Intervention de Damien Abad

Réunion du 14 octobre 2015 à 16h30
Commission des affaires économiques

Photo issue du site de l'Assemblée nationale ou de WikipediaDamien Abad, président de la mission d'information :

Si le constat est partagé, la question se pose effectivement de savoir comment mettre en application nos préconisations. Deux véhicules législatifs importants devraient nous permettre de passer des voeux pieux à l'action concrète. Nous pourrions, d'une part, proposer des incitations fiscales par voie d'amendements au projet de loi de finances rectificative. Vous constaterez d'ailleurs une différence, concernant l'abattement à l'ISF entre nos préconisations et celles de la Cour des comptes, cette dernière étant favorable à la suppression de cet abattement tandis que nous souhaitons en conditionner le bénéfice à l'investissement productif dans le secteur forestier. D'autre part, le contrôle de l'application de la loi d'avenir pour l'agriculture, l'alimentation et la forêt nous permettra de mieux structurer la filière et de proposer des pistes d'amélioration, parmi lesquelles la désignation d'un délégué interministériel. Autant j'ai des réserves quant à la création d'un observatoire économique, autant il me semble que le délégué interministériel est un outil indispensable pour réconcilier l'amont et l'aval de la filière.

S'agissant de la restructuration de cette filière, nous avons effectivement besoin, Mme la présidente, d'agir au niveau des bassins régionaux, compte tenu des grandes différences existant entre nos régions. Dans mon département, nous avons élaboré un livre blanc pour aider la filière bois face à des problèmes très concrets. Ainsi, par exemple, la fièvre catarrhale entraîne en ce moment même un besoin de regarnissage de nos forêts – mesure qui ne peut être que prise qu'à l'échelon territorial.

La labellisation me semble faire consensus.

Il conviendrait effectivement de développer des plateformes à l'exportation, comme dans la filière bovine qui bénéficie de la plateforme France Viande export.
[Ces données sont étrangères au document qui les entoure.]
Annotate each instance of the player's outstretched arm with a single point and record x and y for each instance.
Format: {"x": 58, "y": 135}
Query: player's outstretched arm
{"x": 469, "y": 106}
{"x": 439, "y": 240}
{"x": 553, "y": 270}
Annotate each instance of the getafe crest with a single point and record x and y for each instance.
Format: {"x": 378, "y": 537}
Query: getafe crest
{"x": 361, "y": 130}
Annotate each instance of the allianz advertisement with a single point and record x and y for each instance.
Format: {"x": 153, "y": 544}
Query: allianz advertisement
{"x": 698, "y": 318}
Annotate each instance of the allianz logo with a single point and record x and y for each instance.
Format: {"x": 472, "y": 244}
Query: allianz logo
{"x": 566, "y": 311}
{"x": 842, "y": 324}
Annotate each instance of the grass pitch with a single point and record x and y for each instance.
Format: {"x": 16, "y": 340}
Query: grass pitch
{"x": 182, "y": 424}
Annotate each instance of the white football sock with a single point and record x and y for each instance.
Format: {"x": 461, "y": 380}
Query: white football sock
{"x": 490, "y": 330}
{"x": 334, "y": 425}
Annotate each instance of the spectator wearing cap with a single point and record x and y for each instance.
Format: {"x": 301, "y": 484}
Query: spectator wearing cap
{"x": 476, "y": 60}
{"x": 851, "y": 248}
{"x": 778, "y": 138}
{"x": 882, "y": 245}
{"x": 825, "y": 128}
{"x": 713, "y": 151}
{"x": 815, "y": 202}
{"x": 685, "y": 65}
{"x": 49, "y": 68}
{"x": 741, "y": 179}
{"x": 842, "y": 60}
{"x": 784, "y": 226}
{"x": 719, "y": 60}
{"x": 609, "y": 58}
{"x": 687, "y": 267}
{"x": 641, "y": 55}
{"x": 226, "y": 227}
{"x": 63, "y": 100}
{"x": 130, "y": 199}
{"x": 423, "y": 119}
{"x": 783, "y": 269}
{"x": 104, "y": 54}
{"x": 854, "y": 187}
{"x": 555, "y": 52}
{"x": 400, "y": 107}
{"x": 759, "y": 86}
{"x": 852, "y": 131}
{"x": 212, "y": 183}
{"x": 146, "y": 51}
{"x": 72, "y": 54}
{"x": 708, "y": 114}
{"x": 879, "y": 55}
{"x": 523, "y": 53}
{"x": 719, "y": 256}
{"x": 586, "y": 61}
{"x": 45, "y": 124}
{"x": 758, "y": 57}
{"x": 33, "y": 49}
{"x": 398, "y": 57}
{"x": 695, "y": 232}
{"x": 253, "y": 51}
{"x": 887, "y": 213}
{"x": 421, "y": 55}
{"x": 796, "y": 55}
Cela suppose cependant une entente préalable entre les acteurs concernés.

En matière de formation, je citerai un exemple de bonne pratique : dans mon département a été mis en place un pôle bois associant une maison du bois, une maison familiale rurale et une école d'ingénieurs du bois. Des élèves formés en alternance dans cette école ont ainsi pu accéder à des fonctions d'ingénieur et à une technicité importante dans le domaine du bois.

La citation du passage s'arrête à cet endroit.